I really love DIY projects, and today's post actually came about accidentally. I've had this beautiful, vintage bucket for about a year now, and I've been struggling to find the perfect solution for it. I've tried using it as a bucket for dog toys, flowers and even in my studio. However, it just didn't work. Crazily enough though, while I was despising my hallway light it occurred to me that the bucket would make a better ceiling fixture than a container. And wa-la! The DIY bucket light project was on its way.
Here are a few pictures of the hallway light situation that just was not my style.
You can't see it from these pictures very well, but the light fixture is coated with a film of tar from the previous owners smoking addiction. It's crazy how much older it makes the fixture look then it really is!
Isn't this bucket glorious? I don't know what it is about it, but I've loved it from the moment I saw it. I'm a dork, I know.
So, I started off with removing the glass fixture and hardware.
I was actually hoping that I could just remove the old fixture, install the bucket to the ceiling and have a huge bulb dangling like a pendant light. Unfortunately though, the way that it was installed to the ceiling made it a little more complicated than expected.
For this project I had to enlist Mike to "assist" with the electrical debacle. If you also have a similar situation, PLEASE, please, please make sure to have someone help you remove the light if you do not have any experience in the electrical field.
Since I had to change my plans from my original idea I decided to paint the old fixture and hardware, and bleach/scrub the glass.
I decided that easiest and quickest way to change the color would be to pull out the handy-dandy spray paint. I absolutely love Rust-oleum's Oil Rubbed Bronze. It's that perfect blend of a metal-look plus a nice, dark color without being black.
As always, make sure to do your spray painting outdoors, or at least in a ventilated garage/room. I also like to use an old canvas to protect my table from the paint, but you can easily use newspaper or cardboard as well.
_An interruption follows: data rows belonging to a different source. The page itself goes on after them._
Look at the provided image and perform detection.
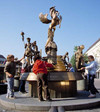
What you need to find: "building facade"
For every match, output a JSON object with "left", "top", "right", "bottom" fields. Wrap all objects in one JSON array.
[{"left": 85, "top": 38, "right": 100, "bottom": 78}]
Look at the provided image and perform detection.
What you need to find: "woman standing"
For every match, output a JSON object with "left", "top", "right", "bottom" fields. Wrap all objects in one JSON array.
[{"left": 81, "top": 55, "right": 99, "bottom": 98}]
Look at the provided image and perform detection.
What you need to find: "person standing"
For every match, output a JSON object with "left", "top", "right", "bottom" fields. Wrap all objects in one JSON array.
[
  {"left": 81, "top": 55, "right": 99, "bottom": 98},
  {"left": 68, "top": 63, "right": 75, "bottom": 72},
  {"left": 19, "top": 58, "right": 28, "bottom": 94},
  {"left": 4, "top": 55, "right": 23, "bottom": 99},
  {"left": 32, "top": 55, "right": 53, "bottom": 101}
]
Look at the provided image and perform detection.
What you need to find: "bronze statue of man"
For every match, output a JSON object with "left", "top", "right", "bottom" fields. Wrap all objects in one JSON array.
[{"left": 39, "top": 7, "right": 62, "bottom": 64}]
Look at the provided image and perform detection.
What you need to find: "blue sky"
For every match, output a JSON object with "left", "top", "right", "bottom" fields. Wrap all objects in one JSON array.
[{"left": 0, "top": 0, "right": 100, "bottom": 58}]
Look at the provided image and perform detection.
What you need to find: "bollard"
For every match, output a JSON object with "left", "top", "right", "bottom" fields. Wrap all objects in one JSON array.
[
  {"left": 58, "top": 107, "right": 65, "bottom": 112},
  {"left": 49, "top": 107, "right": 58, "bottom": 112}
]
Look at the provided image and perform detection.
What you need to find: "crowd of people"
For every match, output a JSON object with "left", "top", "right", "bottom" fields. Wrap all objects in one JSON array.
[{"left": 4, "top": 55, "right": 99, "bottom": 101}]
Then, tape off any areas that you do not want to get paint on.
The key to spray painting is to sand off any debris, old paint, etc from your item(s), and then do multiple light coats. When you do thick coats of paint that's when you'll have drips and peeling issues.
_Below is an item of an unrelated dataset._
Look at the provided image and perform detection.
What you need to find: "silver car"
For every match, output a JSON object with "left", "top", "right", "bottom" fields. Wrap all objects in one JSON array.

Once the light fixture was completely dry (depending on the spray paint that you use you might need to wait 24 hours) we outlined a circle to cut out from the bucket. This way, the bucket will fit perfectly around the light fixture when it is installed into the ceiling.
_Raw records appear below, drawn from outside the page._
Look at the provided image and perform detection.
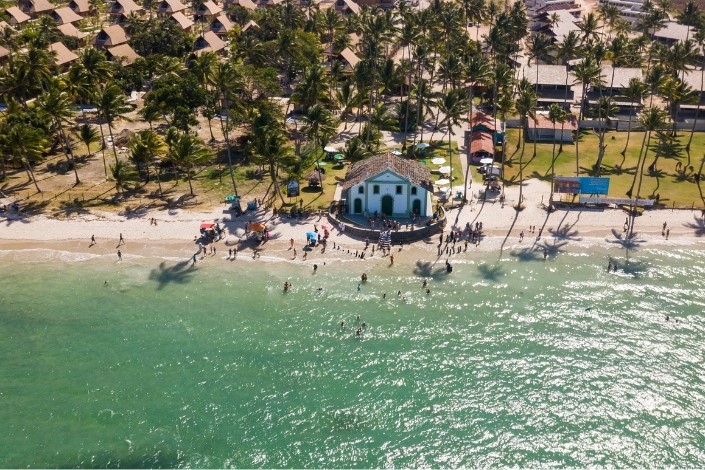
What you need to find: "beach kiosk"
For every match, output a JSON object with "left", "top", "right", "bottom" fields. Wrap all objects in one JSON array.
[
  {"left": 248, "top": 222, "right": 267, "bottom": 242},
  {"left": 225, "top": 194, "right": 242, "bottom": 215}
]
Since metal can be a little tough I had Mike cut out the circle for me. He first drilled a whole into the bucket so he would have a starting point to put the saw.
Since the edges were a little sharp he used a grinder to smooth them down a little bit.
Then, we made sure the hole was indeed big enough to fit the light fixture. Bingo, we did it right!
Mike then put all of the pieces back together, and installed the light as it originally looked. Doesn't the paint job make it look amazing? It looks brand new!
I then put the bucket on the ceiling, drilled holes into the bucket and ceiling, and got ready to put in the screws.
I highly recommend using drywall hangers to install your bucket. Our bucket wasn't that heavy, but I wanted to make sure that it was securely fastened to the ceiling so we wouldn't have to wonder about it falling down on anyone in the future.
Last, the bucket was installed!
At first I was a little unsure, but I now LOVE the way this light fixture looks. It's the perfect blend of rustic and industrial that we plan on decorating with throughout the entire house.
One light down, 20 more to go… or more! Have a great weekend!